24.3.2 - Biomaterials for Cartilage Repair: Are we Heading in the Right Direction?

Presentation Number
24.3.2
Presentation Topic
Biomaterials and Scaffolds
Lecture Time
12:35 - 12:55
Session Type
Special Session
Corresponding Author

Abstract

Introduction

Biomaterials are widely used within clinical cartilage restoration procedures and many formulations, ranging from naturally derived to fully synthetic and from soft hydrogels to hard polymers and ceramics, are currently evaluated. Biomaterial scaffolds can act as a delivery vehicle of cells and biological cues. In addition, they can provide temporal mechanical stability to aid short-term functional restoration.

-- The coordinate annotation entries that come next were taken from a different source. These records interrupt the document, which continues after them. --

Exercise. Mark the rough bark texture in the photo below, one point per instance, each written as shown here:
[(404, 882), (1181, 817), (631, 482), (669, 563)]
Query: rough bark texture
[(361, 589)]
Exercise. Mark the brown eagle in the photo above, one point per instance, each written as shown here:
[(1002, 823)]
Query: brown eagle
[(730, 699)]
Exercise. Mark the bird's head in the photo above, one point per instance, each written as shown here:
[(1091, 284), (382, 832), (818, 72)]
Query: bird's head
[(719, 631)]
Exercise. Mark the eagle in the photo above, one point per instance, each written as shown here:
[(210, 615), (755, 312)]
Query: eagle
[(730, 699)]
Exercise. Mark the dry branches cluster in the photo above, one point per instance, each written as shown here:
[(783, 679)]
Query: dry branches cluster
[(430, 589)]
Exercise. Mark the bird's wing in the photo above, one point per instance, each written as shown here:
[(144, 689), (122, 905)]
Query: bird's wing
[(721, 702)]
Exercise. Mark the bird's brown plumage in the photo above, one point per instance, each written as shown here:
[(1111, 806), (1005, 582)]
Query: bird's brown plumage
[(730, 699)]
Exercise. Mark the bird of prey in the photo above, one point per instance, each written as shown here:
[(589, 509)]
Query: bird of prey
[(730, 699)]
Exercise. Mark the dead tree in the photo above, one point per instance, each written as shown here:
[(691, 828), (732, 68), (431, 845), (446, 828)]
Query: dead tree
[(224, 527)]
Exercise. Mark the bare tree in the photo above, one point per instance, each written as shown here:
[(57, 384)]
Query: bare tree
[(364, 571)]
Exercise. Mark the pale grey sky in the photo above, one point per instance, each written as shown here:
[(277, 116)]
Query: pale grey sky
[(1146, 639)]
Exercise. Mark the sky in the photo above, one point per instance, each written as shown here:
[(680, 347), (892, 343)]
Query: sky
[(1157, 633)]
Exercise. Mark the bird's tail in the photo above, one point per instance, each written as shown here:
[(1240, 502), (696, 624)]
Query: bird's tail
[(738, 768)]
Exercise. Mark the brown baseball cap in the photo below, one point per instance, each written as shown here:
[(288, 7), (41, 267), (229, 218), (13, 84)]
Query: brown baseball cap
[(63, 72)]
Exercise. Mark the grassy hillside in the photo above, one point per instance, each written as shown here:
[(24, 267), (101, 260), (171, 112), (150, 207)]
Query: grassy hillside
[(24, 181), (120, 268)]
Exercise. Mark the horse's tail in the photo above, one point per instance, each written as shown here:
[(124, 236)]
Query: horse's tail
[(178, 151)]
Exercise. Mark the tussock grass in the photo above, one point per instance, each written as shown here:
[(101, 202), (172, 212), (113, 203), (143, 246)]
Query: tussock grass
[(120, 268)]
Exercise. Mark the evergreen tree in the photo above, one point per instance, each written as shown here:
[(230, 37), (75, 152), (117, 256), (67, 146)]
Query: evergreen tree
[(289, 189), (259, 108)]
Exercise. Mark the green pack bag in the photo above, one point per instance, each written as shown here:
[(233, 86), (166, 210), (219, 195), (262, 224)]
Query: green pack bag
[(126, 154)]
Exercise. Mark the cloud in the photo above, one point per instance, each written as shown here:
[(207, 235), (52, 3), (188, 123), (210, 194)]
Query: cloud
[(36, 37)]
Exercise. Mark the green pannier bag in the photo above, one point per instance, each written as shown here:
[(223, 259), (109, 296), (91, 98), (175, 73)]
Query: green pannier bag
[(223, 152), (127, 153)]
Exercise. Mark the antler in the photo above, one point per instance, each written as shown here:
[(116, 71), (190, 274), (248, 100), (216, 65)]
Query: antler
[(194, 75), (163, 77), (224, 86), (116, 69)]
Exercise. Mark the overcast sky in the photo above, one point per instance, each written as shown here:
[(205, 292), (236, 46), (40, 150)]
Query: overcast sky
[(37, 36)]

This approach follows the classic principles of tissue engineering where the newly formed tissue gradually replaces the function of the (degrading) scaffolding structures. However, new data confirming old insights with respect to the inability of the collagen network, which is essential for the mechanical resilience of the cartilage tissue, to restore itself may put us back to the drawing board.

Content

Biomaterials can successfully guide and steer behavior of cells and facilitate the differentiation towards the chondrogenic lineage. A wide array of materials have been proposed and investigated1. For example, hydrogel-based materials provide a hydrated stable environment for chondrocytes to deposit an extracellular matrix that is rich in proteoglycans and collagen type II. Scaffolds derived from natural materials, such as cartilage extracellular matrix, can also provide specific biological cues to enhance matrix deposition. Synthetic thermoplastic polymers on the other hand can provide temporal mechanical stability. Driven by the complexity of the osteochondral unit, combined structures have been developed that also address the specific needs of the osteal and chondral regions. Moreover, advanced biofabrication technologies allow for the processing of a combination of multiple materials, biological cues and cells in a layer-by-layer fashion. This can assist in reproducing both the zonal organization of cartilage and the gradual transition from resilient cartilage towards the subchondral bone in biofabricated osteochondral grafts2. Mechanical characteristics, including the smoothness and low friction that are hallmarks of the articular surface, can be tuned with multi-head or hybrid printers by controlling the spatial patterning of printed structures. Moreover, these fabrication technologies can yield patient-specific implants due to their use of digital medical images. Nevertheless, current regenerative biomaterial-based approaches are based on the classic principle of tissue engineering in which the newly formed tissue gradually takes over the function of the (degrading) scaffolding structure3,4.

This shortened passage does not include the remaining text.